Ein Zauberwort für Anleger ist „streuen“. Seine Ersparnisse einfach am Sparbuch liegen zu lassen ist ebenso verantwortungslos wie alles in eine bestimmte Aktie oder in Edelmetalle zu investieren. Genau in diesem Punkt wird von Privatpersonen sehr oft ein schwerwiegender Fehler begangen. Direkte Empfehlungen, in welchem Verhältnis und in welchen Bereichen gestreut werden sollte, sind nur schwer zu äußern. Letztendlich hängt dies auch vom verfügbaren Kapital ab. Eine alte Regel besagt: Ein Drittel in Gold, ein Drittel in Papieren und den Rest in Grund und Boden.

Letzteres scheint mit Abstand die sicherste Anlage zu sein, zumindest jenes Stück Grund, auf dem das eigene Wohnhaus steht. Geld hat in der Geschichte immer wieder seinen Wert verloren. Ebenso weiß die Geschichte von vielen Börsencrashs zu berichten. Gold hat sich zwar, über Jahrtausende hinweg, als stabile Wertanlage erwiesen, doch wissen wir nicht, in welcher Art sich die Politik weiter entwickeln wird. Sollte der private Goldbesitz eines Tages verboten werden, wie es in den USA schon 1935 der Fall war, können Sie Ihre Münzen zwar im Keller verstecken, doch der repräsentierte Wert wäre deutlich relativiert.

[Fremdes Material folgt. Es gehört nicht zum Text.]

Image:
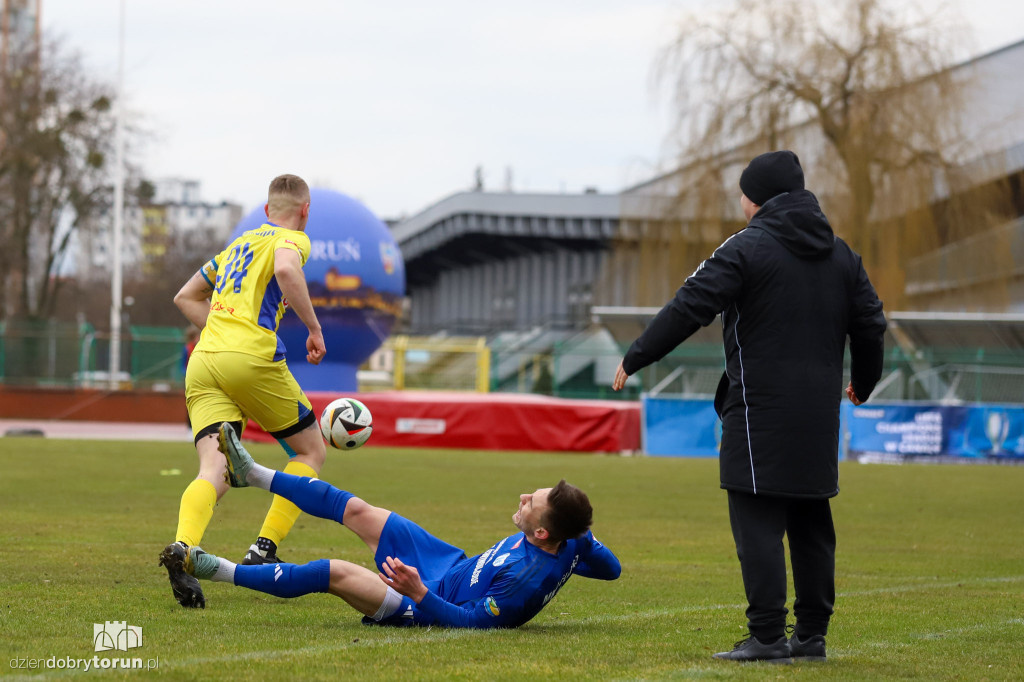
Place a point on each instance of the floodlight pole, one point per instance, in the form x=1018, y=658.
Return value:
x=119, y=201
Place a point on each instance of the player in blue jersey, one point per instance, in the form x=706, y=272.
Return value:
x=422, y=581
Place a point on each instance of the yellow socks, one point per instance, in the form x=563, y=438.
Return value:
x=196, y=511
x=283, y=513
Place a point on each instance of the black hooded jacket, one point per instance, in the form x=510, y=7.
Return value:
x=790, y=293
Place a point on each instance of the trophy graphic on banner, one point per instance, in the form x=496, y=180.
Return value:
x=996, y=428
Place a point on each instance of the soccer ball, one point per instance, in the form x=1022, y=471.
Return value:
x=346, y=424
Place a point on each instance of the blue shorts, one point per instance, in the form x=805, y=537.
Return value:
x=431, y=557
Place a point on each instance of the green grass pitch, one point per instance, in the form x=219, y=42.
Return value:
x=930, y=569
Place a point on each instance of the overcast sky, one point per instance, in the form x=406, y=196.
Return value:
x=396, y=102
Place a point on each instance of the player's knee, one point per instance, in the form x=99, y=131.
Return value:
x=356, y=509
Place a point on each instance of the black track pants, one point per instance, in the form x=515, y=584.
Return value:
x=759, y=524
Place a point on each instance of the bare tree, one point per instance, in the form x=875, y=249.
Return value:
x=57, y=124
x=860, y=88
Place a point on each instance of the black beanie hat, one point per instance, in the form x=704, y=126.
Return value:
x=770, y=174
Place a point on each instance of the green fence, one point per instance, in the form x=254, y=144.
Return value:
x=51, y=353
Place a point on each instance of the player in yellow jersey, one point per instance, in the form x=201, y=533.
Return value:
x=238, y=371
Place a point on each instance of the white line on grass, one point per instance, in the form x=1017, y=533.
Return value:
x=443, y=634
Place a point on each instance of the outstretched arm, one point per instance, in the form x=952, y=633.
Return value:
x=710, y=290
x=194, y=298
x=596, y=560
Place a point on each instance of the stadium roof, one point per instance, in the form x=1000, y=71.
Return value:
x=962, y=330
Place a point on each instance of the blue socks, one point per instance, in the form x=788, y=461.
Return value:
x=312, y=496
x=286, y=580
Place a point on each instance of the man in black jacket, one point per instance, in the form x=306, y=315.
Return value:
x=790, y=293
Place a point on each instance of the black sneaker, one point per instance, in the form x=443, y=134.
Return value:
x=254, y=558
x=812, y=648
x=184, y=587
x=753, y=648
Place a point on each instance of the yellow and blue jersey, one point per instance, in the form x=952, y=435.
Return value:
x=247, y=302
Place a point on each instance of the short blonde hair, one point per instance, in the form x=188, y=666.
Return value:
x=287, y=194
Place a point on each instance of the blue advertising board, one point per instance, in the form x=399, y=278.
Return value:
x=676, y=427
x=932, y=430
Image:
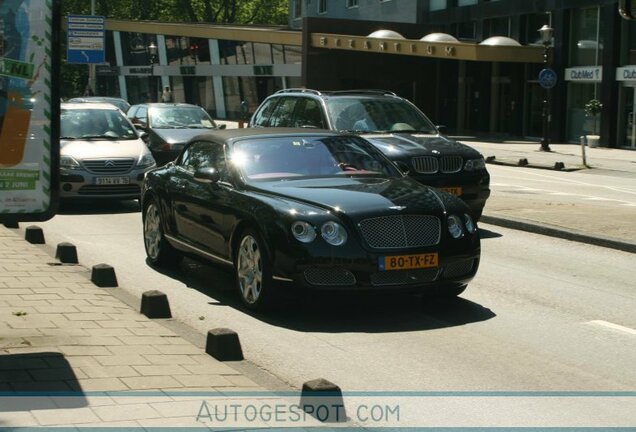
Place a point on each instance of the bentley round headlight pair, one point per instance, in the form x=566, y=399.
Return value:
x=456, y=226
x=332, y=232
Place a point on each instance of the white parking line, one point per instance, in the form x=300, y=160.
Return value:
x=612, y=326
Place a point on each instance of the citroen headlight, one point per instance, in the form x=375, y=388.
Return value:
x=475, y=164
x=469, y=224
x=145, y=160
x=333, y=233
x=68, y=162
x=303, y=232
x=455, y=226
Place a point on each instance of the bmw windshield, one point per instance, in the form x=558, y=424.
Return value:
x=291, y=157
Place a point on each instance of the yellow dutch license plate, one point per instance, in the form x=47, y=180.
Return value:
x=407, y=262
x=457, y=190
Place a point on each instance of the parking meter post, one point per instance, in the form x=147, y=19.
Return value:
x=583, y=144
x=243, y=119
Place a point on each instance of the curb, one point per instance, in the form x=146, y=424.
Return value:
x=551, y=231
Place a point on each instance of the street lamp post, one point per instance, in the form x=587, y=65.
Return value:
x=152, y=51
x=546, y=37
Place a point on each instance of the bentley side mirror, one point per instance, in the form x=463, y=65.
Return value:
x=403, y=166
x=207, y=175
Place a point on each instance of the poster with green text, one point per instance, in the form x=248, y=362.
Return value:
x=29, y=109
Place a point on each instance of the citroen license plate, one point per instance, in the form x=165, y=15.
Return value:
x=108, y=181
x=407, y=262
x=455, y=190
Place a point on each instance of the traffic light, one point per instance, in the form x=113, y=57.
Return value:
x=627, y=9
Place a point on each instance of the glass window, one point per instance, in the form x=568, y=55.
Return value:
x=586, y=43
x=437, y=5
x=322, y=6
x=282, y=116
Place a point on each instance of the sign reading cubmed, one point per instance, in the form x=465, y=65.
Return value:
x=29, y=109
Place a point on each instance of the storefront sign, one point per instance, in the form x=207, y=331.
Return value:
x=29, y=109
x=627, y=73
x=586, y=74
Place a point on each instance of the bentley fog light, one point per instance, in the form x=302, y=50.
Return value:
x=475, y=164
x=303, y=231
x=455, y=226
x=470, y=225
x=333, y=233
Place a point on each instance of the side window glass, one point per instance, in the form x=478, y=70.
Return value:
x=310, y=115
x=282, y=116
x=263, y=116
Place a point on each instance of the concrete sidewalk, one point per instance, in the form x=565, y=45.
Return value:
x=83, y=356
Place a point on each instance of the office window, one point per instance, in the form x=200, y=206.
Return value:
x=298, y=8
x=322, y=6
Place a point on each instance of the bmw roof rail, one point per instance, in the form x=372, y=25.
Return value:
x=363, y=91
x=299, y=90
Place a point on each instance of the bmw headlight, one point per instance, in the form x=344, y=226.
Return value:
x=68, y=162
x=475, y=164
x=470, y=225
x=303, y=232
x=455, y=226
x=333, y=233
x=145, y=160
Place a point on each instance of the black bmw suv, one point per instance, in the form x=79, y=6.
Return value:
x=395, y=126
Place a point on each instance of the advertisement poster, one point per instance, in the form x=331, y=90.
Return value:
x=29, y=109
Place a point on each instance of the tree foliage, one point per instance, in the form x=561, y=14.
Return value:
x=194, y=11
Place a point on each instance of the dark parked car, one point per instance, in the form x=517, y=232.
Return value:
x=120, y=103
x=318, y=209
x=170, y=126
x=395, y=126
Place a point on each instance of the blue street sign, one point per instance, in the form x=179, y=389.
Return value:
x=85, y=39
x=547, y=78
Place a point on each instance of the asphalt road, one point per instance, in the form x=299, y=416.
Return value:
x=543, y=314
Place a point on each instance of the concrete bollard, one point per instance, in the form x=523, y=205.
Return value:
x=224, y=345
x=323, y=400
x=34, y=235
x=104, y=276
x=66, y=253
x=154, y=304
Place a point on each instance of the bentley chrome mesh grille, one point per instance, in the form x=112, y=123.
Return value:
x=401, y=231
x=329, y=277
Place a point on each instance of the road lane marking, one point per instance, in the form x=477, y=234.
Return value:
x=613, y=326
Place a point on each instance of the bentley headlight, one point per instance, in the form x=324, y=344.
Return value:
x=470, y=225
x=68, y=162
x=334, y=233
x=303, y=231
x=475, y=164
x=455, y=226
x=146, y=160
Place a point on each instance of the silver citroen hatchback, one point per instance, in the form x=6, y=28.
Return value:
x=102, y=155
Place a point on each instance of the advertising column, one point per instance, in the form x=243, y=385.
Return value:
x=29, y=109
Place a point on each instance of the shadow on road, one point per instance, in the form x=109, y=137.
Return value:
x=334, y=312
x=87, y=207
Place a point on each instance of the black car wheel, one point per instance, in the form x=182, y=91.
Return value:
x=158, y=250
x=253, y=271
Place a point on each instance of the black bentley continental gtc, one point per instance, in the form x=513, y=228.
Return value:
x=313, y=208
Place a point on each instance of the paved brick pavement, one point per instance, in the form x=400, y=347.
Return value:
x=82, y=355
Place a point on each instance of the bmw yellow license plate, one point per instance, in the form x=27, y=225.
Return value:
x=456, y=190
x=408, y=262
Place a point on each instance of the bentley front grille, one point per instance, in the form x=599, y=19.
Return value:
x=401, y=231
x=108, y=166
x=329, y=277
x=433, y=165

Das eigene Haus durften, zumindest die meisten, Menschen auch zu Zeiten kommunistischer Enteignungen behalten. Denn irgendwo muss der Mensch ja schließlich wohnen.

Vor zwanzig Jahren hätte wohl niemand daran gedacht, dass wir derartige Überlegungen einmal anstellen müssen. Aber vielleicht sollte man die ganze Situation auch nicht all zu ernst nehmen. Schon 1969 schrieben Kris Kristofferson und Fred Foster den Song: „Me and Bobby McGee“. Und darin findet sich der aussagekräftige Satz: „Freedom’s just another word for nothing left to loose“ – Freiheit ist bloß ein anderes Wort dafür, wenn es nichts mehr zu verlieren gibt.